The only real situation where sleep position could affect cardiac function is with aortocaval compression syndrome. Aortocaval compression syndrome (sometimes also called supine hypotensive syndrome) can occur in pregnant women when an enlarged uterus pushes on and compresses the large blood vessels in the abdomen like the aorta and inferior vena cava. This can impair blood flow to the heart and cause low blood pressure, which in turn leads to impaired blood flow to the fetus. The usual solution is to have the pregnant woman turn onto her left side, thus off-loading the uterus and restoring blood flow. It’s not clear from the research how common this phenomenon actually is in the population at large, although it is probably quite rare. Still, pregnant women are sometimes advised to sleep on their left side. Although, my informal canvas of colleagues with children suggests that most pregnant women sleep on their sides regardless, and change positions multiple times during the night anyway.
But for the non-pregnant among you, sleeping on your right or left is unlikely to have any impact. People often tell me that they are more likely to feel palpitations when sleeping on one side or the other. More often than not, they say that they are more likely to feel palpitations when lying on their left. This undoubtedly occurs, because when we turn on the left side, the heart lies closer to the chest wall and makes any skipped beats are more likely to be heard. Physicians sometimes ask patients to turn onto their left side to make certain heart sounds easier to hear for the same reason.

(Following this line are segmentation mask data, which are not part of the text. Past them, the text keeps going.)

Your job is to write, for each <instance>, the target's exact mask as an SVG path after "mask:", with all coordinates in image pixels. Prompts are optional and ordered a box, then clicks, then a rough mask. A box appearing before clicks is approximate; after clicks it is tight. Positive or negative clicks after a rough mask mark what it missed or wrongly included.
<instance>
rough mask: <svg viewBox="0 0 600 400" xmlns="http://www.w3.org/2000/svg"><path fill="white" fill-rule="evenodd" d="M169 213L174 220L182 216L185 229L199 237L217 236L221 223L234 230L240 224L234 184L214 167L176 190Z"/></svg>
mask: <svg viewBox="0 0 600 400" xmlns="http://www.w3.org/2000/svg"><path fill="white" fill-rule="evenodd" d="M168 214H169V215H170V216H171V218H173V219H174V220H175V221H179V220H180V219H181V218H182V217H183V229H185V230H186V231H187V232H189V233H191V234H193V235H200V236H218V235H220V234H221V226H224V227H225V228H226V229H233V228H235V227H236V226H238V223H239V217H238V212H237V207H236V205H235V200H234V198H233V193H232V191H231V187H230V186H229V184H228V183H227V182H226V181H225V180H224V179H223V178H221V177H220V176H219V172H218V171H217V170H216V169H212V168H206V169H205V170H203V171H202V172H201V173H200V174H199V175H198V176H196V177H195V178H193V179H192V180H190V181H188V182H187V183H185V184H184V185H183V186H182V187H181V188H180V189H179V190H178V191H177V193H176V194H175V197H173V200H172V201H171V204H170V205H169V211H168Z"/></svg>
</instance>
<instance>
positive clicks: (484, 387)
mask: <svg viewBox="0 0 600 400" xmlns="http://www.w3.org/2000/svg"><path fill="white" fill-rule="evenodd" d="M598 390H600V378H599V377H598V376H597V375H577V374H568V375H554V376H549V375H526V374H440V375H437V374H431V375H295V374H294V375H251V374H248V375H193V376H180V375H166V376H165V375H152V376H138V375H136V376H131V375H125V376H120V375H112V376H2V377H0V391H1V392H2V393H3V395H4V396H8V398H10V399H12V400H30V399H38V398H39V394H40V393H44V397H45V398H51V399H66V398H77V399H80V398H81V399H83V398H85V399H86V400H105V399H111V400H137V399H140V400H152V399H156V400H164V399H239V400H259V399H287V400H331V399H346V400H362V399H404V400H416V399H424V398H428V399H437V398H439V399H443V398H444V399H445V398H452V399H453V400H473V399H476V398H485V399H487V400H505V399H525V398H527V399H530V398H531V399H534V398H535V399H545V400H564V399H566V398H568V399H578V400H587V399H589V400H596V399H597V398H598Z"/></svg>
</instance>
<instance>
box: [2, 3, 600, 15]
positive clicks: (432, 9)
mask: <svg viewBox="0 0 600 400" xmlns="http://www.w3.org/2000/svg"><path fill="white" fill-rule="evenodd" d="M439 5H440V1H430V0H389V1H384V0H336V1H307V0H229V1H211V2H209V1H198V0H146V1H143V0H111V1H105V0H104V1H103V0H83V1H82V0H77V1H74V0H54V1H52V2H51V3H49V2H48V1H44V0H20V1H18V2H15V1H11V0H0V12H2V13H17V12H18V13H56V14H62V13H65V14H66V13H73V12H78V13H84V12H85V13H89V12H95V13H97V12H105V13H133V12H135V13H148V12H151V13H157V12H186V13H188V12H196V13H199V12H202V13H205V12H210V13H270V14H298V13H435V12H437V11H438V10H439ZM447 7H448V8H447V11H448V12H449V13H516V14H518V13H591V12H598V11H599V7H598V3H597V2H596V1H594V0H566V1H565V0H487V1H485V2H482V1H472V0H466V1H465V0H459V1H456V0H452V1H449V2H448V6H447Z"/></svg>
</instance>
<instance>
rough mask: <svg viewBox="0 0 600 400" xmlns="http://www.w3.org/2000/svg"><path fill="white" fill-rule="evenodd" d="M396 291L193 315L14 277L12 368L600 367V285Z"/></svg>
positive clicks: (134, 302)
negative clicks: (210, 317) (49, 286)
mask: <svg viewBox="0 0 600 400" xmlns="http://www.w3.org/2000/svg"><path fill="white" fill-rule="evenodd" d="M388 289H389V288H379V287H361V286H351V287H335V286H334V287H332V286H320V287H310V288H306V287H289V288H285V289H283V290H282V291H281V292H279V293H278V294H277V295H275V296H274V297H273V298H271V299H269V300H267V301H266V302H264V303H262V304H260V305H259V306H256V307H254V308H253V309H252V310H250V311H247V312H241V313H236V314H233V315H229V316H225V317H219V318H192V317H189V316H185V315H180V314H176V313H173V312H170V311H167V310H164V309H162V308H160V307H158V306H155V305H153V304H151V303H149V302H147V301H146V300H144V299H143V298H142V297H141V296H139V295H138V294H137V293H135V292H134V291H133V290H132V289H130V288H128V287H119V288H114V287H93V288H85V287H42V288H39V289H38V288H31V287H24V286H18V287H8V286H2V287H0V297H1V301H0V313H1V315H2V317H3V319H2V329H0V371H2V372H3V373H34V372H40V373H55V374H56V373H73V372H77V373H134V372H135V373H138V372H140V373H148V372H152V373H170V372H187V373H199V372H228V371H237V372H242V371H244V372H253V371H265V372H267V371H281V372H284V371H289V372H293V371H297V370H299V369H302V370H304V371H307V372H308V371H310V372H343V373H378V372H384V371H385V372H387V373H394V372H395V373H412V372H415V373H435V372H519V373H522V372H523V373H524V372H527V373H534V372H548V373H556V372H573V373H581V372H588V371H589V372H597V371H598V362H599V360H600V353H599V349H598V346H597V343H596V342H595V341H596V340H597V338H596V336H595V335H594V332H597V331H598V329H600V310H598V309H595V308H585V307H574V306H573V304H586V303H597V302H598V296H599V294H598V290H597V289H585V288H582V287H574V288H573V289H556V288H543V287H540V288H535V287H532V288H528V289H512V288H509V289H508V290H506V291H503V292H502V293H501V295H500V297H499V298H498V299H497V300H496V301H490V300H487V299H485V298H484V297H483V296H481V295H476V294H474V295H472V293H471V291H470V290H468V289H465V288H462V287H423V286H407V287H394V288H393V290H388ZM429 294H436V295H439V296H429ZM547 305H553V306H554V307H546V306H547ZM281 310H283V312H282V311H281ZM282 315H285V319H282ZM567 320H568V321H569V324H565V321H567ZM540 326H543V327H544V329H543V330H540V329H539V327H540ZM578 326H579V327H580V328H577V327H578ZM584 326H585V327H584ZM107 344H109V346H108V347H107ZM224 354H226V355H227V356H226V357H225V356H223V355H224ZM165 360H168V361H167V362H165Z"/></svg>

While it may be concerning to feel palpitations more often at night, it is usually not dangerous. Palpitations generally occur randomly throughout the day and we simply do not feel most of them because we are distracted by the cacophony and chaos of daily life. It is only at night, when our daily distractions leave us alone, that we appreciate these symptoms more readily.
When it comes to sleep, the real issue is that we don’t get enough of it. So the best sleep position is probably the one where you turn your phone off and go to bed early.